Comment 8 Ivan 2017-03-05 11:45:03 UTC
Created attachment 180531 [details]
QA with synth
Comment 9 Guido Falsi freebsd_committer 2017-12-14 09:04:26 UTC
(In reply to Ivan from comment #6)
> Created attachment 174716 [details]
> patch
> 
> Problem is here
> g_strlcpy (text, p, g_utf8_strlen (text, -1));
> 
> To utf-8 unaware function number of chars are passed instead of bytes, so
> it's possible for 2 bytes chars it will split in half leading to incorrect
> unicode sequence.
> 
> Attached patch resolves the issue, however crash still can occur if p >=
> text, however as p is substring of text, the situation is expected to never
> happen in normal conditions.
> 
> I found no safe analog in gtk functions for strlcpy, only strncpy which is
> not considered safe. The alternative is switch to icu, however this is
> another story.

Hi,

The fix looks simple enough, but I'm not sure that using non utf aware functions is better that using g_utf8_strncpy(), which would warrant utf8 conforming results.

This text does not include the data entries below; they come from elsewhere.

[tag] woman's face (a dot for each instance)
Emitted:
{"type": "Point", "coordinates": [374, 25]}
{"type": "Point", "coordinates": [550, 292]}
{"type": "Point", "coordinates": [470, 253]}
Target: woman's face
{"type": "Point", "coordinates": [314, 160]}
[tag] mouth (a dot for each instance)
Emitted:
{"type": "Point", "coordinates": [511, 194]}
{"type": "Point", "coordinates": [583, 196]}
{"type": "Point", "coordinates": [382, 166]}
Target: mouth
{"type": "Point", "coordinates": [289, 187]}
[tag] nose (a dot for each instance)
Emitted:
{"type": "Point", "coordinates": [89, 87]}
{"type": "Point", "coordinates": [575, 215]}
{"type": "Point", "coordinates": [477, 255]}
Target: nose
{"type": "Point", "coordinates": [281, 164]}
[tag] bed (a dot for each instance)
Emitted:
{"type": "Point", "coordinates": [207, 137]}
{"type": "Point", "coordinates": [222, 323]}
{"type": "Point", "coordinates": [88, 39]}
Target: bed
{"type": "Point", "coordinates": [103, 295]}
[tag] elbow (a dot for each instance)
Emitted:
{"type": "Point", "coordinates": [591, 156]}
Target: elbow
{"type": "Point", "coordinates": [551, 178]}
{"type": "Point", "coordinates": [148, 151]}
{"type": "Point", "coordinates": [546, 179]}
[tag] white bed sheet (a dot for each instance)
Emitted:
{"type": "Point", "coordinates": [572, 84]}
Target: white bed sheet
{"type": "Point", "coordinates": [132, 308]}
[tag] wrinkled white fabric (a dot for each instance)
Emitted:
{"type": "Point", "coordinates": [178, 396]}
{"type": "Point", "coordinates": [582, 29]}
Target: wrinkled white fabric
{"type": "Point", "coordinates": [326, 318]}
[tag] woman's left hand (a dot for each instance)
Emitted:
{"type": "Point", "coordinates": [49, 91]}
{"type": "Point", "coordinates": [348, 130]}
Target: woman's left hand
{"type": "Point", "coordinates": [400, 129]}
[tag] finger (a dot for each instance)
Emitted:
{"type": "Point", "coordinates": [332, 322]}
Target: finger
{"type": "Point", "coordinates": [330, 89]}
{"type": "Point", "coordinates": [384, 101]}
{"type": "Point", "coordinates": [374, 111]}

also, looking at the g_utf8_strncpy() sources here:

https://github.com/GNOME/glib/blob/9c8c6094fdb3b7bff35c0f36a68e1da3fd2e8ff7/glib/gutf8.c#L413

it would be quite easy to cook up a g_utf8_strlcpy() (or any other name) using the safer system provided strlcpy() call.

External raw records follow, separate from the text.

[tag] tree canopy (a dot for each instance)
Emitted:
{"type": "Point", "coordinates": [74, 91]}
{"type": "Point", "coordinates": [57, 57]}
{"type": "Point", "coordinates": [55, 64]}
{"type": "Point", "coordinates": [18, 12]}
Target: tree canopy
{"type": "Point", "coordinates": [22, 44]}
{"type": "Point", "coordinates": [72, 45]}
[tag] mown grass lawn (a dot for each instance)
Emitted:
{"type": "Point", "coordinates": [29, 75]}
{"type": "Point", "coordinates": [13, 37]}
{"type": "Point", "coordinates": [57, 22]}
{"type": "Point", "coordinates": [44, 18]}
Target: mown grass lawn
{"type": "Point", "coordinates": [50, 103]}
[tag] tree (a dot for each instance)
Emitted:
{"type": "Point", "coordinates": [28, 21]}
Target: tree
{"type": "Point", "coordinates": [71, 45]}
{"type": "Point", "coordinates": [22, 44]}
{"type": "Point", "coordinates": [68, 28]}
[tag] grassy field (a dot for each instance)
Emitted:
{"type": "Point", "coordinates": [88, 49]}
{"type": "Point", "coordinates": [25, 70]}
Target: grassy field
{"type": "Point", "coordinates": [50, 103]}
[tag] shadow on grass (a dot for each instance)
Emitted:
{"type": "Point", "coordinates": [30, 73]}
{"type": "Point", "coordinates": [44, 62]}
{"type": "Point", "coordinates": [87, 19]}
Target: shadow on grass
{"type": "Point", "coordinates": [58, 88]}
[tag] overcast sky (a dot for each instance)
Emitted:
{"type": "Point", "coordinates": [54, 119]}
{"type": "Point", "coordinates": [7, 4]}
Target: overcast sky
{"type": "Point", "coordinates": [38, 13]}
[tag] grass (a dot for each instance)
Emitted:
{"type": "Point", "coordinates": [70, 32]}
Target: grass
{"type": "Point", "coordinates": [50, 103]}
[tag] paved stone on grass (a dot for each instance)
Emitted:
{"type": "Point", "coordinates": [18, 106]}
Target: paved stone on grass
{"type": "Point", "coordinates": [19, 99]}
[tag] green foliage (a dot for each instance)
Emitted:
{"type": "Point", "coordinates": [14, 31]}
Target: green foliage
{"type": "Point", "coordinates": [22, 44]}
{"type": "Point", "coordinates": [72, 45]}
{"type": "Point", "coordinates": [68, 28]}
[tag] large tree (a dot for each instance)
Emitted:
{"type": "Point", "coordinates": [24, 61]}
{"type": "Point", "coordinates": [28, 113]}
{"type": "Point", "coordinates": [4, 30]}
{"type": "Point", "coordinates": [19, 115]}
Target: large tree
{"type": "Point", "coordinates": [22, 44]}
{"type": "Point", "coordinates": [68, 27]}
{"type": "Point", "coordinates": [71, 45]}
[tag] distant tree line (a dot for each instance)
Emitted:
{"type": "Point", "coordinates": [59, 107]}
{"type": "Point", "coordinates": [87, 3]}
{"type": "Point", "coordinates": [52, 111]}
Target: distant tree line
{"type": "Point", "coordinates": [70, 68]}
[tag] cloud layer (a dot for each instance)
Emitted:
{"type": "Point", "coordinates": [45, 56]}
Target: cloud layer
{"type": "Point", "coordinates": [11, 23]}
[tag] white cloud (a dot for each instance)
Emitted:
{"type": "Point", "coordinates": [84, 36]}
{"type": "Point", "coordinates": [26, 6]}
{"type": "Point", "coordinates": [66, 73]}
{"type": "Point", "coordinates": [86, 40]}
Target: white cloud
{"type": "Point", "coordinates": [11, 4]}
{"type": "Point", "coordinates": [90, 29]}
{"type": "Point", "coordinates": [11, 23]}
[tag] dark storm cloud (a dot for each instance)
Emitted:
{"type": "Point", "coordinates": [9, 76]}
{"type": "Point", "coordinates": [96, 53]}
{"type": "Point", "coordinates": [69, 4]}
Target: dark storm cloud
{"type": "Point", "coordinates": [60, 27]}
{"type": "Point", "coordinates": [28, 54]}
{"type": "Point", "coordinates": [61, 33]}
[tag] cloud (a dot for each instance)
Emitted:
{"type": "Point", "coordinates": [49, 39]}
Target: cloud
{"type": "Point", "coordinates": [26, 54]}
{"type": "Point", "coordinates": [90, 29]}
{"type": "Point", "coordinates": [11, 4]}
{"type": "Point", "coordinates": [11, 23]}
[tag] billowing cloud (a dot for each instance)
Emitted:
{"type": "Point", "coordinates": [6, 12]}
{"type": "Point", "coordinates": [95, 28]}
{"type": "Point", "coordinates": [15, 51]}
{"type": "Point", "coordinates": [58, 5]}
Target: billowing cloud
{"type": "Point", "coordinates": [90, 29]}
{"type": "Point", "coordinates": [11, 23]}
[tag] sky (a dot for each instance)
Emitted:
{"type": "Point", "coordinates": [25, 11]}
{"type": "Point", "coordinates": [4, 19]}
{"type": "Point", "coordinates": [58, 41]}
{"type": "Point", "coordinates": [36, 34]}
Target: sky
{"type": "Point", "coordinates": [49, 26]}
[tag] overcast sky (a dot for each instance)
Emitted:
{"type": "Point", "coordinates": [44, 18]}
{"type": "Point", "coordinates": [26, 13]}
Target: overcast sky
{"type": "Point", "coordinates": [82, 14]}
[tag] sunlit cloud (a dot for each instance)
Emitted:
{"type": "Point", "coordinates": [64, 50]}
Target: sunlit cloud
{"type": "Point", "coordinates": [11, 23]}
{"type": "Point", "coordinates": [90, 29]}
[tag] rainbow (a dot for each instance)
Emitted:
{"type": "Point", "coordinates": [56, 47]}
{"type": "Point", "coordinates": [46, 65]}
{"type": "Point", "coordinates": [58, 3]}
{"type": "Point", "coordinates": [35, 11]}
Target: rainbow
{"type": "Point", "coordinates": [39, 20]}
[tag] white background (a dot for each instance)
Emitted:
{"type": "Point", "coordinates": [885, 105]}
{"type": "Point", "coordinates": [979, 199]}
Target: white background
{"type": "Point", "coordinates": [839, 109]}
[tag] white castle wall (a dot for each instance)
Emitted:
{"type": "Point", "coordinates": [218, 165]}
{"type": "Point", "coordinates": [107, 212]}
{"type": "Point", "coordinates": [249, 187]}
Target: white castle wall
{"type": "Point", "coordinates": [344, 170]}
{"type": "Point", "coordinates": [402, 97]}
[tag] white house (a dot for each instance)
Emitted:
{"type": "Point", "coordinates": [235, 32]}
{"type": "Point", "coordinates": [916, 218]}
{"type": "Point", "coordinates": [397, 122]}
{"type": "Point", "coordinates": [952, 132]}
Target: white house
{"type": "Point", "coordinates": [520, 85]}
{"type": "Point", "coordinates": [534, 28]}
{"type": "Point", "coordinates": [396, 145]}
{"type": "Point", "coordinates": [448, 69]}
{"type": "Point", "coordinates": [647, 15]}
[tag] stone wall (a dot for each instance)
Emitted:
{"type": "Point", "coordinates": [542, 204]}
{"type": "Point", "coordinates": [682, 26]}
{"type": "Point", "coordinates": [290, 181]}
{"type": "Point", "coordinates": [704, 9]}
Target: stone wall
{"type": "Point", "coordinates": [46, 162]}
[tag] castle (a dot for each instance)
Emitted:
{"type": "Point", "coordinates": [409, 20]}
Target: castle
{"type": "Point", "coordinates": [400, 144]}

I'd like your opinion before proceeding though.

Any patch we prepare should be created accounting for upstreaming it if possible.
Comment 10 Guido Falsi freebsd_committer 2021-03-30 07:57:58 UTC
Hi,

Looking at this bug report, it looks like the upstream code referenced here has undergone extensive changes with the latest releases, here are two relevant upstream commits:

https://gitlab.xfce.org/apps/xfce4-taskmanager/-/commit/fd9e313e2e89ed0b81bec8c491842e7032e797ac

https://gitlab.xfce.org/apps/xfce4-taskmanager/-/commit/b89684865d88bbb8399f70387cae9e8ae17d64d9


I'd like to close this one, and will do that in a few days unless prompted not to do so.

Thanks!
Comment 11 Guido Falsi freebsd_committer 2021-04-08 12:34:19 UTC
The code causing this crash has been completely rewritten by upstream with recent updates. So this bug does not apply anymore.